Through Aug. 6/ You’re guaranteed to leave the theater with songs stuck in your head after watching “Mamma Mia!” presented by Pittsburgh CLO. You’ll follow Sophie on the eve of her wedding attempting to determine which of her mother’s three former suitors is her real father. Meanwhile, her mother has the girls back together in her platform shoe-wearing, disco-loving band belting out such classics as the title song, “Dancing Queen” and “Take a Chance on Me.” One of Broadway’s longest-running shows, it makes for a perfect evening of simple summer fun. (Benedum Center, 237 Seventh St., Downtown; 412/456-6666,

Aug. 10-26/ The British monarchy holds a certain amount of allure — and mystery — for us common Americans. Go behind the curtain of Queen Elizabeth II’s reign in “The Audience” by Peter Morgan (who also created the Netflix series “The Crown”). Morgan imagined (with quite a bit of historical research) what went on behind the closed doors of weekly meetings between the monarch and the numerous prime ministers from her 65-year reign. Winston Churchill, Margaret Thatcher and more recent PMs make appearances as they discuss the state of affairs — and scandals — of Great Britain. (Little Lake Theatre, 500 Lakeside Drive South, North Strabane Township; 724/745-6300,

Aug. 25-26/ The Second City is known as a launching pad for famous comics: Tina Fey, Amy Poehler and Stephen Colbert are just a few of the group’s alums. This month, get your chance to see the up-and-comers at “The Second City Summer Blockbuster” at Pittsburgh Public Theater. It’ll be a memorable evening of sketch comedy and improv (and one recommended for mature audiences). (O’Reilly Theater, 621 Penn Ave., Downtown; 412/316-1600,

Kerry James Marshall, “Untitled (Gallery),” 2016, Acrylic on PVC panel | Photo Courtesy the artist and David Zwirner, London

THROUGH DEC. 31/ Hindsight is said to be 20/20, but foresight can be more visionary. Be an eyewitness to that idea at “20/20: The Studio Museum in Harlem and Carnegie Museum of Art,” a collaborative exhibit that showcases highlights from two collections.

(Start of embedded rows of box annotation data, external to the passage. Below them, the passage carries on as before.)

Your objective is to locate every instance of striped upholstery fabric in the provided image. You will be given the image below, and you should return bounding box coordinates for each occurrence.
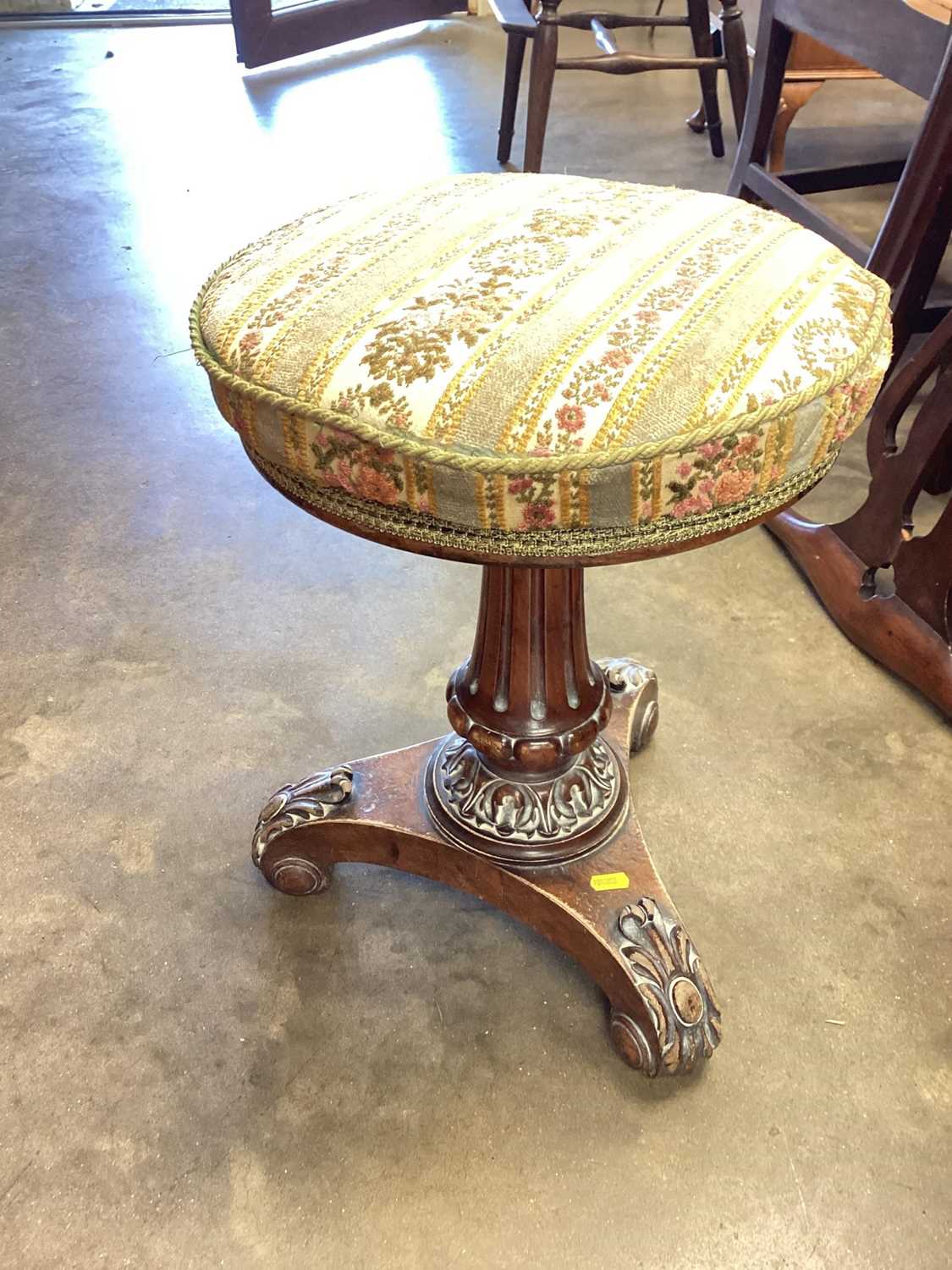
[192,174,890,555]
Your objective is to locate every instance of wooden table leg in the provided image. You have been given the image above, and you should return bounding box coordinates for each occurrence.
[253,658,721,1076]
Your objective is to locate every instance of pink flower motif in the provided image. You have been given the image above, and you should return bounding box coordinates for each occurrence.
[522,503,555,530]
[324,467,357,494]
[357,467,400,503]
[734,433,759,459]
[715,469,754,505]
[556,406,586,432]
[672,494,711,521]
[602,348,635,371]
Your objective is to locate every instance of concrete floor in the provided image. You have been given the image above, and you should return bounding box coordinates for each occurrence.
[0,12,952,1270]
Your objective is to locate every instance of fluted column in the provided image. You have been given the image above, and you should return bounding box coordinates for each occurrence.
[447,566,612,777]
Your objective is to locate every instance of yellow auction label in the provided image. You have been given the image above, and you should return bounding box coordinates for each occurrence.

“20/20” actually refers to a mixing and merging of pieces from 20 artists from each museum. It’s the creative duet of CMOA curator Eric Crosby and his friend and colleague Amanda Hunt, a former Studio Museum curator now working at the Museum of Contemporary Art, Los Angeles. The pair harnesses the power of art to focus on social and political currents during a troubled and divided time in our nation’s history. Like a puzzle, the “pieces” have been put together to create a singular vision: a portrait, of sorts, of America in our time. That puzzle-portrait comprises six themes, each fortified with representative works of art, photography and other media arching over the course of a century.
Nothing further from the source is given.